Perry for the Pentagon

January 25, 1994

President Clinton's star-crossed search for a secretary of defense might at last have chanced upon a star in William J. Perry, a steady beacon of good sense and military expertise in an administration too much given to gyration. As deputy to the outgoing secretary, Les Aspin, Mr. Perry took care of the maintenance of an effective force structure in a period of post-Soviet downsizing while Mr. Aspin tried with mixed success to handle policy decisions.

Now the tough, out-front issues will be Mr. Perry's in one of the most complex jobs in government. That he hesitated, considering the burdens on his family, is testimony to his sense of priorities. That he accepted despite insulting proffers to other candidates shows that he has an insider's charitable view of the wondrous ways in which this administration stumbles in personnel selection.

The nation learned, just in time, that Bobby Ray Inman is not emotionally prepared to enter the very hot Washington kitchen. Anyone with even a very short memory would have known that Sen. Sam Nunn's very public disapproval of the first Clinton year would have made him an awkward figure at the Pentagon.

So Bill Perry it is, and he might very well turn out to be as fortuitous a selection as Dick Cheney was for George Bush after the lamentable John Tower nomination. Once confirmed by the Senate, and this looks like it will be easy, the new defense secretary will very quickly have to prove he can defend the upcoming Pentagon budget in congressional testimony. Since it is very much his budget, he hardly needs a preparatory crash course.
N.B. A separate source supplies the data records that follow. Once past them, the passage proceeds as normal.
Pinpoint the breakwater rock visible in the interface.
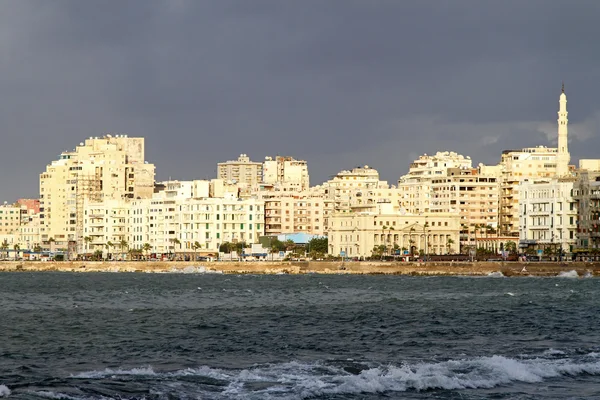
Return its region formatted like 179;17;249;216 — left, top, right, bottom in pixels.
0;260;598;277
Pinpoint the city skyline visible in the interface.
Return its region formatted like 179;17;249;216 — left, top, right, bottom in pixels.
2;1;600;201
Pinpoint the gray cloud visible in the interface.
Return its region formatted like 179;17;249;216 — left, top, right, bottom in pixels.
1;0;600;201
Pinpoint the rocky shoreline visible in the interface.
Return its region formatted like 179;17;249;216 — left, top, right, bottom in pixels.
0;260;598;277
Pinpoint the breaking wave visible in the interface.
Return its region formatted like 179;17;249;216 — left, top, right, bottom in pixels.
557;270;579;278
486;271;505;278
0;385;10;397
64;354;600;399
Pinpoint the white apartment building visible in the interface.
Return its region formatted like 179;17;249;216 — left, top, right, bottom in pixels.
328;202;461;258
398;152;473;214
573;163;600;253
518;178;577;257
39;135;155;253
82;180;265;257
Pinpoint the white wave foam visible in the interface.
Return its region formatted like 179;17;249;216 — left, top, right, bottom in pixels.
543;348;566;356
505;292;515;296
70;355;600;398
0;385;10;397
557;270;579;278
72;366;156;379
487;271;505;278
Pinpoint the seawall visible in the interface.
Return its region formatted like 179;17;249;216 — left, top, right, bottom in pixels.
0;260;598;276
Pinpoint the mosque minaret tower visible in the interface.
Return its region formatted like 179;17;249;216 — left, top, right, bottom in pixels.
555;83;570;177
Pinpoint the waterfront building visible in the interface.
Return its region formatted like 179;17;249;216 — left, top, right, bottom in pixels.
573;161;600;254
259;189;326;236
328;201;460;258
82;183;265;258
518;177;577;258
39;135;155;253
430;166;500;250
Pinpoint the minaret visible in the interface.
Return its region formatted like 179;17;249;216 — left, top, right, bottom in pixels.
556;83;570;177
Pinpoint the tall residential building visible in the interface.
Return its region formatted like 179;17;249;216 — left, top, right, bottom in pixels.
0;203;22;236
39;135;155;251
573;161;600;253
260;190;326;236
518;178;577;257
430;166;500;249
398;152;473;214
217;154;263;190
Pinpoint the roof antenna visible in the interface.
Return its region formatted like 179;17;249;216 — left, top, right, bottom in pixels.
561;81;565;93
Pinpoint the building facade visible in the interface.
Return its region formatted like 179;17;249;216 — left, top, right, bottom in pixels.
328;202;461;258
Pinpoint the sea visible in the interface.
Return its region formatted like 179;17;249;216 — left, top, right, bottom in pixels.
0;270;599;400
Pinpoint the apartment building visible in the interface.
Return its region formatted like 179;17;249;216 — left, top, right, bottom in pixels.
217;154;263;190
39;135;155;252
0;203;22;235
573;161;600;253
398;152;473;214
328;202;461;258
263;156;310;191
518;178;577;257
260;190;326;236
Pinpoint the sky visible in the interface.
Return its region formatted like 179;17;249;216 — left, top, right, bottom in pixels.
2;0;600;202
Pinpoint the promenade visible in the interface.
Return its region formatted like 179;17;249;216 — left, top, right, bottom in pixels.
0;260;598;276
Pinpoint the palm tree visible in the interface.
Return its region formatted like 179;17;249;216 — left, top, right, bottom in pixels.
142;243;152;259
106;241;114;260
409;227;416;257
192;241;202;260
119;239;129;260
13;244;20;260
170;238;181;258
1;240;9;259
84;236;92;253
446;238;455;254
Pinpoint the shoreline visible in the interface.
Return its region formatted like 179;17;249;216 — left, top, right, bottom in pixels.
0;260;598;277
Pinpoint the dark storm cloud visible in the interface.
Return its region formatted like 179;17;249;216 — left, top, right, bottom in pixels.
1;0;600;200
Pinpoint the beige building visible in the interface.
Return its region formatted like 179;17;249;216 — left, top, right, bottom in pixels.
0;203;22;236
430;167;500;249
328;202;461;258
398;152;473;214
39;135;155;253
217;154;263;190
263;156;310;191
573;162;600;253
260;190;326;236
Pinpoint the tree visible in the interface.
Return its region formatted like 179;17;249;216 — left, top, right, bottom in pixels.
84;236;92;252
192;241;202;259
307;237;328;256
142;243;152;259
1;240;9;259
284;239;296;251
13;243;20;259
106;241;114;258
93;249;103;261
409;227;416;257
33;244;42;253
446;238;455;254
268;238;286;260
505;241;517;255
119;239;128;260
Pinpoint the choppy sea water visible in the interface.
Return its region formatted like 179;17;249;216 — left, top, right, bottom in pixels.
0;271;599;399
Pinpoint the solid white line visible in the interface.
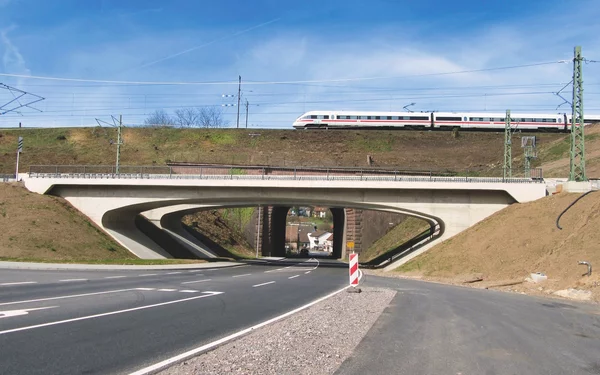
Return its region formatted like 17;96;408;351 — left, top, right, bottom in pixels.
135;288;155;291
59;279;87;282
0;282;37;286
0;288;137;307
138;274;157;277
188;270;204;273
128;285;352;375
181;279;211;285
104;276;127;279
232;274;251;278
288;275;300;279
157;289;177;292
165;272;182;275
179;290;199;293
0;292;223;336
252;281;275;288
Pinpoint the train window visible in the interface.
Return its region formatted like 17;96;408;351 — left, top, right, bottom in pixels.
323;115;329;119
436;117;461;121
375;116;380;120
387;116;392;120
310;115;318;119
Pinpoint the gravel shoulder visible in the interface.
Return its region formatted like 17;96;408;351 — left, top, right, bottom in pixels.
159;287;396;375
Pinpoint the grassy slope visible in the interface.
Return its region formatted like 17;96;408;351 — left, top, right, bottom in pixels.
360;217;430;262
0;183;134;262
182;209;256;259
0;127;566;174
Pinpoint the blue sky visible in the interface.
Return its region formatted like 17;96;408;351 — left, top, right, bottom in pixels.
0;0;599;128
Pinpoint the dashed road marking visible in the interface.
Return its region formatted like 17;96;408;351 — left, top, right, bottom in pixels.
0;282;37;286
59;279;87;282
104;276;127;279
134;288;199;293
179;290;200;293
138;274;157;277
134;288;155;291
157;289;177;292
288;275;300;279
181;279;212;285
0;288;136;307
0;292;223;336
165;272;182;275
232;274;251;278
252;281;275;288
305;271;311;274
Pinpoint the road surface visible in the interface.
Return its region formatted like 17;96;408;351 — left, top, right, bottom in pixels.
0;259;347;374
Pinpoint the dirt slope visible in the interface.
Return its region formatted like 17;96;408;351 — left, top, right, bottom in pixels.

In welcoming his new assignment as a "real privilege" -- contrast that with Mr. Inman's repeated assertions he did not want the job -- Mr. Perry placed extraordinary emphasis on the need to reform the Pentagon's methods of developing, ordering and financing new equipment. What is required is a procurement policy that enables the military establishment to tap into civilian-sector technologies to effect the cost-savings required by a shrinking defense budget while identifying those weapons systems -- nuclear submarines, fighter aircraft, armored vehicles -- that only established defense contractors can handle. At stake here, as Mr. Perry noted, is the readiness and affordability of U.S. forces five and ten years down the road.

If this requires an "industrial policy," despite its political implications, the fact is that this has always been the case in the defense industry. The alternatives would be nationalization of defense plants or soaring military sales abroad, a proliferation process already too much in full swing.

These are technical gut issues which do not attract public attention like gays-in-the-military or combat-roles-for-women. With Mr. Perry at the helm, the nation may have a defense secretary with the know-how to take the long view even as he confronts the day-to-day alarums of a hot-seat Washington job overseeing a globe in turmoil.